Mgr. Joseph Clifford Fenton

“The Virtue of Prudence and the Success of the Second Ecumenical Vatican Council”

Originally published in
American Ecclesiastical Review 147 (Oct. 1962)
pp. 255-265

PDF DOWNLOAD – CLICK HERE
(12.7 MB)

To clarify our own position, we wish to state explicitly that we hold Mgr. Fenton in the highest regard. He was an exceptionally gifted theologian and passionate defender of orthodoxy, especially against the heresies of Modernism and religious liberty. His thesis that Vatican II could not possibly teach any error on faith or morals is entirely correct under the assumption that it would be promulgated by a true and valid Pope, an assumption he of course labored under. We know today that Vatican II taught grave doctrinal error, but this is only possible because the “Pope” who promulgated it, Paul VI, was not in fact a true Pope.
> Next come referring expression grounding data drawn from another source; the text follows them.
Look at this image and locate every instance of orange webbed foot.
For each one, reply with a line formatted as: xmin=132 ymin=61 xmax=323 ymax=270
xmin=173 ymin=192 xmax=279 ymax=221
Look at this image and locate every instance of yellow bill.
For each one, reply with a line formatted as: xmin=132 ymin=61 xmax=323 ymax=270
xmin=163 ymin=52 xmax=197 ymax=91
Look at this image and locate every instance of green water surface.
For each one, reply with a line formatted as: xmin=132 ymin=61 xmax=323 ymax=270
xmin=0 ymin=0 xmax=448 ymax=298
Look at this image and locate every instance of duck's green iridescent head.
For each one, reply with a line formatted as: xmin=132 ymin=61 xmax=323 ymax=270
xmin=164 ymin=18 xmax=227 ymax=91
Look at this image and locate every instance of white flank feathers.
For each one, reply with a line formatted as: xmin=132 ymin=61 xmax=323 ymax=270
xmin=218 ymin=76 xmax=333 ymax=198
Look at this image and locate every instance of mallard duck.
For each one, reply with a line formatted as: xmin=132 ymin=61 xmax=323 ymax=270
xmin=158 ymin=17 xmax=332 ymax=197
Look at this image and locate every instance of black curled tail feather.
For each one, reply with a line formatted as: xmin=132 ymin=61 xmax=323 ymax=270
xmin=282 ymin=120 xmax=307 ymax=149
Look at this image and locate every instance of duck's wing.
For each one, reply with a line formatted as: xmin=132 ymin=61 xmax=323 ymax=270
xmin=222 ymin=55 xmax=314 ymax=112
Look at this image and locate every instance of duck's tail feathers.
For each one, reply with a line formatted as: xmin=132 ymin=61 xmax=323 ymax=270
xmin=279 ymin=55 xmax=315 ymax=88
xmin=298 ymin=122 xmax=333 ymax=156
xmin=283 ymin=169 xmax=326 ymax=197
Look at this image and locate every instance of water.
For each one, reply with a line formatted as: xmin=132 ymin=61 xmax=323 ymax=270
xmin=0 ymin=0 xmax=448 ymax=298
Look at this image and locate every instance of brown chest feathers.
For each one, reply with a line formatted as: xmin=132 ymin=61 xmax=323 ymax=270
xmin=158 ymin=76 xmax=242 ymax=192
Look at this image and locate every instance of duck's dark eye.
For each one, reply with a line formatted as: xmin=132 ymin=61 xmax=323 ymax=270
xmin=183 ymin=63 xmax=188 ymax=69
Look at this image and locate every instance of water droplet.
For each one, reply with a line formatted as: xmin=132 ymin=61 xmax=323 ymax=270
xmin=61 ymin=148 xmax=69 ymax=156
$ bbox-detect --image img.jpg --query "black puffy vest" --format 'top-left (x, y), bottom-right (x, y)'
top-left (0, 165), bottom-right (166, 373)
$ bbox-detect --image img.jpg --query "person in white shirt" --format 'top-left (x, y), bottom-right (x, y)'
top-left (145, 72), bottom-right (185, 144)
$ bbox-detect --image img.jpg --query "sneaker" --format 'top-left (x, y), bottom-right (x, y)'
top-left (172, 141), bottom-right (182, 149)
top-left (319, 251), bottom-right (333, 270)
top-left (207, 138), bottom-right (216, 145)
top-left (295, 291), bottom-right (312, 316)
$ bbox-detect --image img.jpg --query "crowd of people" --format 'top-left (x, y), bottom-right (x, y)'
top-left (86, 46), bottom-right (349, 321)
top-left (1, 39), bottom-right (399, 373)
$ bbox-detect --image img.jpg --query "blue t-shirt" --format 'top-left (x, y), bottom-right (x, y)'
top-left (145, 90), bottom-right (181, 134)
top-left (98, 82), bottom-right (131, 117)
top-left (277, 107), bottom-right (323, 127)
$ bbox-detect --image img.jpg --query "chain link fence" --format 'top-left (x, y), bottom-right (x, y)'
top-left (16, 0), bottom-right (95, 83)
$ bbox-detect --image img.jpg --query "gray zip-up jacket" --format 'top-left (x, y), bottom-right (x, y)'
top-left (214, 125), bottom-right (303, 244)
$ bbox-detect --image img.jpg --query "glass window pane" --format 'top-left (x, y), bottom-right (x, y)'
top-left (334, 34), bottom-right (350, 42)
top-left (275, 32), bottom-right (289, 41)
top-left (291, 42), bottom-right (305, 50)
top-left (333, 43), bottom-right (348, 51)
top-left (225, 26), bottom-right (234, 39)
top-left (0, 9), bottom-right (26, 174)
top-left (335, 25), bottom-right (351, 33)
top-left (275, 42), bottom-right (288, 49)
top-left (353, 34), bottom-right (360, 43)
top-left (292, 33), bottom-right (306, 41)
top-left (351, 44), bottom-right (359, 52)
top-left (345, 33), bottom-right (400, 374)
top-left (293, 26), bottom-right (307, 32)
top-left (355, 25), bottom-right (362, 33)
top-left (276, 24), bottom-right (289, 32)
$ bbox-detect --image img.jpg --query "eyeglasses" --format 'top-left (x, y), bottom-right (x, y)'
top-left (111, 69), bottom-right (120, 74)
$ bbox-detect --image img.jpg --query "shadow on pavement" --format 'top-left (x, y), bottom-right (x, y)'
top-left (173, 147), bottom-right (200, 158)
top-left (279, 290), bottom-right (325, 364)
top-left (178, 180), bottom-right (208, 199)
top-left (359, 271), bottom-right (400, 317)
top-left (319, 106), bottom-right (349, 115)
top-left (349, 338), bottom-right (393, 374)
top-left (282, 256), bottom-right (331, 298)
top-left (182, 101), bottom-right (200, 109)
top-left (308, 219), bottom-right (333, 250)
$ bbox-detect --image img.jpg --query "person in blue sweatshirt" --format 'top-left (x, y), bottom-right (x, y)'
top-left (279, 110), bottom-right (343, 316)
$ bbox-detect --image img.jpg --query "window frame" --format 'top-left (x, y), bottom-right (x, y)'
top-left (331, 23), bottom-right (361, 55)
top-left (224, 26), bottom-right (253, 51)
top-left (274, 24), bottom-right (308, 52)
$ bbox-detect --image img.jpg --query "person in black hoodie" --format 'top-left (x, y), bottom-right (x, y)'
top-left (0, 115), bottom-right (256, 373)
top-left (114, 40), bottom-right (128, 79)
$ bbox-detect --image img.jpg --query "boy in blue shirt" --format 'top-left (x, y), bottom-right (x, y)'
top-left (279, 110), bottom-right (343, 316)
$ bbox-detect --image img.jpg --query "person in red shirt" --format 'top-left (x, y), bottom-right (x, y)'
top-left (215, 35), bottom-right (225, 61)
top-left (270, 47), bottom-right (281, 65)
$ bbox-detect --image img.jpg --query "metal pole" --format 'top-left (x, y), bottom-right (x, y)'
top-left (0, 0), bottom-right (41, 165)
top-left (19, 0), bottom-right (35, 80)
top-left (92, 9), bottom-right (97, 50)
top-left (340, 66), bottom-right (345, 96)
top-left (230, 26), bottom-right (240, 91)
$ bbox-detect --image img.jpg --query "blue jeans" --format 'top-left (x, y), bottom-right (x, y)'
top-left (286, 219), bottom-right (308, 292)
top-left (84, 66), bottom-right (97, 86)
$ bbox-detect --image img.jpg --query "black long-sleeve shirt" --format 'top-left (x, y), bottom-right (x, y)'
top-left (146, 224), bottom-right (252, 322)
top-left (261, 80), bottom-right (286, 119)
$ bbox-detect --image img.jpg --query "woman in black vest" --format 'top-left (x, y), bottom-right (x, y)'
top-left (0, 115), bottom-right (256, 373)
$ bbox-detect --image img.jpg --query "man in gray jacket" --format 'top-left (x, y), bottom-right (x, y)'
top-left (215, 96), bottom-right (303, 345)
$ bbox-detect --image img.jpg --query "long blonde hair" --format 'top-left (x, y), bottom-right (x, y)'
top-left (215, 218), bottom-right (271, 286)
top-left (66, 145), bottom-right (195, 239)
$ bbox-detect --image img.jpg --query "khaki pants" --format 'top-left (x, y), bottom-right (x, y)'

To be sure, Fenton himself was no sedevacantist after the council, but then again, he died in 1969, a mere three-and-a-half years after its close; whereas we today have the benefit of decades of further doctrinal clarifications and developments that demonstrate, beyond the shadow of a doubt, that Vatican II and the Novus Ordo Church teach doctrinal error. Precisely what Fenton thought of Vatican II after it finished is a bit difficult to ascertain, as he resigned his editorship at the American Ecclesiastical Review in December of 1963. However, his recently-published personal diaries give some insight into his struggles before, during, and after the council, at which Fenton worked for Cardinal Alfredo Ottaviani as a theological expert.